So here at (1.11) I'm mostly confused why it is written as: x$\mu'$ = $\Lambda^{\mu}_{\nu}$x$\nu$ rather than x' = $\Lambda_{\nu}$x$\nu$. The latter seems the same to me as (1.12), so what does this other information indicate?

Ah alright, that makes the T make sense. So then should I read these sections of 1.13 as:
a. Take the vector with the 4 values (x,y,z,t), transform that vector using a transposed form of the matrix we were using (wait isn't that the same since it was 4x4 and had a diagonal?), then multiply it by the vector again.
b. Same thing as the last one but now with the coords found earlier. (which we want to result in the same interval if the interval is invariant)
c. Take same coords as a. Transform them with that matrix we had used to find x' ($\Lambda$), transform with the transposed matrix again like in a. and b. , then transform with the transposed form of $\Lambda$. So basically the first transform would provide us with x' again, then the second step would be the same result as that what we had after the first transform in step 2. Then I guess the third step is supposed to take us back to the place we were right before multiplying by the last vector, so that the result is the same as in step 1 in the end.
So we need a kind of matrix for $\Lambda$ that would make that possible. So $\Lambda$ needs to be a matrix that when transposed will basically undo it's transformation from x to x', but that needs to take into account that we transformed with the other matrix in between. Is that a correct interpretation of this step? (and basically what 1.14 says?).

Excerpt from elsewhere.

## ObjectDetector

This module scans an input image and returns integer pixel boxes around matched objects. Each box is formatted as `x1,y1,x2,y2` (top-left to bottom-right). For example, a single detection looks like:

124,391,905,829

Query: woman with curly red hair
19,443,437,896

Then on (1.15), if that just means the same again but using the summation notation then that mostly makes sense again. I still can't really read it, because the way this convention is done properly still eludes me. I for example have no clue how to figure out the order in which these operations are supposed to be done in this system. The whole transposing thing of $\eta$ is still confusing too. Or does the T mean a transpose of everything that happened before, rather than using a transposed form of whatever matrix it is in front?

I'll have a look at his if I end up struggling throughout Caroll's for sure. The lecture series sounds good too, thanks for the suggestions!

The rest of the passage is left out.